Spufford's approach to suffering reminds me of Job's story. In the Book of Job, we are introduced to someone else beset by pain - physical, social, spiritual. In this case the story sets the situation up in terms of Satan persuading God to allow Job to be tested. Will his faith hold? What we learn from the 42 chapters that follow is that the philosopher's approach to suffering is useless. To ask the question 'why?' does not move the sufferer on one jot and, in fact, increases their mental anguish and leads to self pity and outrage at the injustice of their situation. Job ultimately breaks through to a place where the 'how', 'how can I live my life?' takes centre stage. For Job this involves a total surrender to the fact that he is God's creature and will not understand the counsels and ways of the creator. The key for Job is, I think, the point at which he begins to realise that faith to accept what life brings and live or perhaps simply to exist God-wards does not have to be corroded by the experiences that have been thrown at him: that decision rests with him. This is the point from which bitterness and outrage begin to fall away; this is the seedbed of the human spirit's ability to choose to respond more affirmatively to good than to evil. It isn't quite hope, but it is vigour, it is life in spite all the odds, it is resurrection.
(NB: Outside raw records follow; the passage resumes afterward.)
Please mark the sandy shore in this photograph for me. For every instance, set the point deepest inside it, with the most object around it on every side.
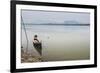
(29, 58)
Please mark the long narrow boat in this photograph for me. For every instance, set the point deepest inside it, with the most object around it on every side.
(38, 47)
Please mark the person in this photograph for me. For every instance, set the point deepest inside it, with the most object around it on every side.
(37, 44)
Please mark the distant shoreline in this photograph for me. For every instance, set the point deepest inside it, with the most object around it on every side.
(63, 24)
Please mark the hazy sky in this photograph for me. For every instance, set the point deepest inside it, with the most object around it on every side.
(31, 16)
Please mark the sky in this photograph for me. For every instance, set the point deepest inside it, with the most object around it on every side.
(40, 17)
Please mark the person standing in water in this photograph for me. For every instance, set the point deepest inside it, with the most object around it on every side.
(37, 44)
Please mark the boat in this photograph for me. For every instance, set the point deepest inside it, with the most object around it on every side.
(38, 47)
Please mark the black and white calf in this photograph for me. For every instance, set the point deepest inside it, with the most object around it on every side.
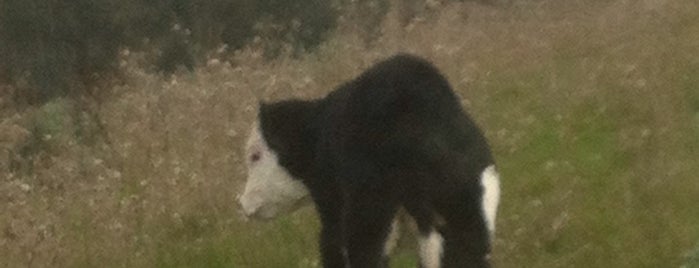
(396, 136)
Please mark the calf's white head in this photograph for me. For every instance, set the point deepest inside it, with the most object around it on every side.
(270, 189)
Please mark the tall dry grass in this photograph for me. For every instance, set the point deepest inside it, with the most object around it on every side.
(592, 108)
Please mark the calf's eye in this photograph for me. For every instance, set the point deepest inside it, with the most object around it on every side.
(254, 157)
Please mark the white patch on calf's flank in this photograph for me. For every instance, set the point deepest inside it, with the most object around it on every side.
(431, 250)
(392, 238)
(491, 196)
(269, 189)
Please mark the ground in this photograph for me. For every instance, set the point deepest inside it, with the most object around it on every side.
(592, 110)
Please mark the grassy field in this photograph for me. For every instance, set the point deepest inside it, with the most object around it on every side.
(592, 109)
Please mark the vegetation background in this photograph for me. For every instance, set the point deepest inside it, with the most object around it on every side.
(122, 123)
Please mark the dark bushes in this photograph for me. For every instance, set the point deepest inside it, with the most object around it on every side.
(55, 48)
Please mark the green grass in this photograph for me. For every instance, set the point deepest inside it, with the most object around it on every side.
(592, 112)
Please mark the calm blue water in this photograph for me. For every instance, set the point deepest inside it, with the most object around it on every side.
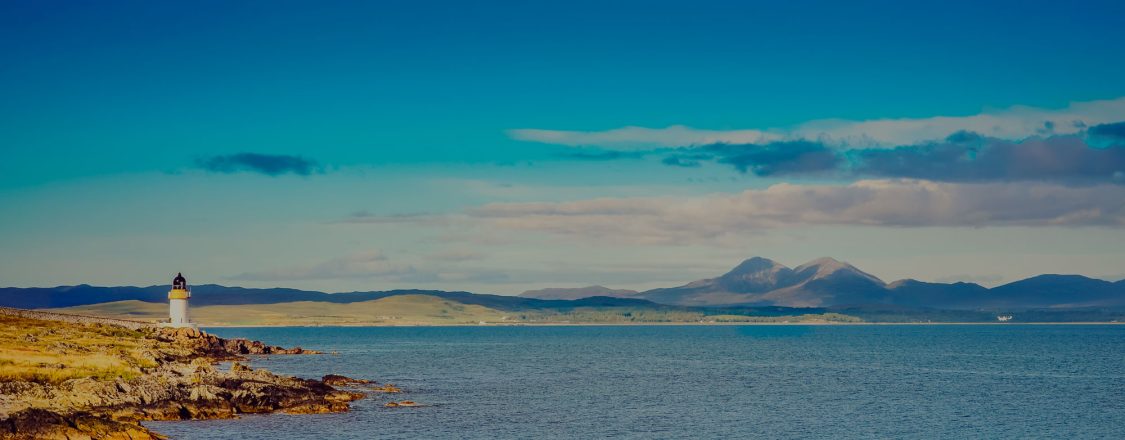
(705, 382)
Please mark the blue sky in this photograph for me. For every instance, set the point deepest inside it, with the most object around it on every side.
(503, 145)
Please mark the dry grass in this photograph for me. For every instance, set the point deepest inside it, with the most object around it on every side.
(52, 352)
(403, 310)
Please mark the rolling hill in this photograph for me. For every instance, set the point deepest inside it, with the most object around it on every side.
(829, 283)
(755, 283)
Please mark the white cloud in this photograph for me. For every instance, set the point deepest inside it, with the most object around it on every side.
(1014, 123)
(360, 265)
(874, 203)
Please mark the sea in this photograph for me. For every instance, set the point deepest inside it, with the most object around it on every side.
(707, 382)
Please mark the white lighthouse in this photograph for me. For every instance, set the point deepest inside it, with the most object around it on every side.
(178, 303)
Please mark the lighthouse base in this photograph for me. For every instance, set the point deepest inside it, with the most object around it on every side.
(179, 325)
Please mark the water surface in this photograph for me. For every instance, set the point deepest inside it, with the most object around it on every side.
(705, 382)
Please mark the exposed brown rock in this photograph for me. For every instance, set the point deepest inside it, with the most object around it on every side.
(180, 380)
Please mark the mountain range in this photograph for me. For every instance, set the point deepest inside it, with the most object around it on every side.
(756, 283)
(826, 283)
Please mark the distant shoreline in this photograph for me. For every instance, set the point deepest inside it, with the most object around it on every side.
(665, 324)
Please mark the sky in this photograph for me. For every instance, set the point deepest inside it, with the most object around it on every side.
(502, 146)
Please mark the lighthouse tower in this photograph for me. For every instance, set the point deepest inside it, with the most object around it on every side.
(178, 303)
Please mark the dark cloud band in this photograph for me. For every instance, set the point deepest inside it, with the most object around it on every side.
(963, 156)
(269, 164)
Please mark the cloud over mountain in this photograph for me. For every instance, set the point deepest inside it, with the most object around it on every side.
(871, 203)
As Spufford showed so clearly in her book and, much more, in her life this is the place from which meaning and celebration emanate. 

A wonderful woman who joins the company of those who have influenced my life very much for good. Deo gratias   


  1. Thank you for writing that about my Margaret in Holy Week. I have only just found it, on Christmas Eve. I am surprised you never met her.

  2. Thank you. I would have liked to have met her. She continues to influence and inspire through her writings.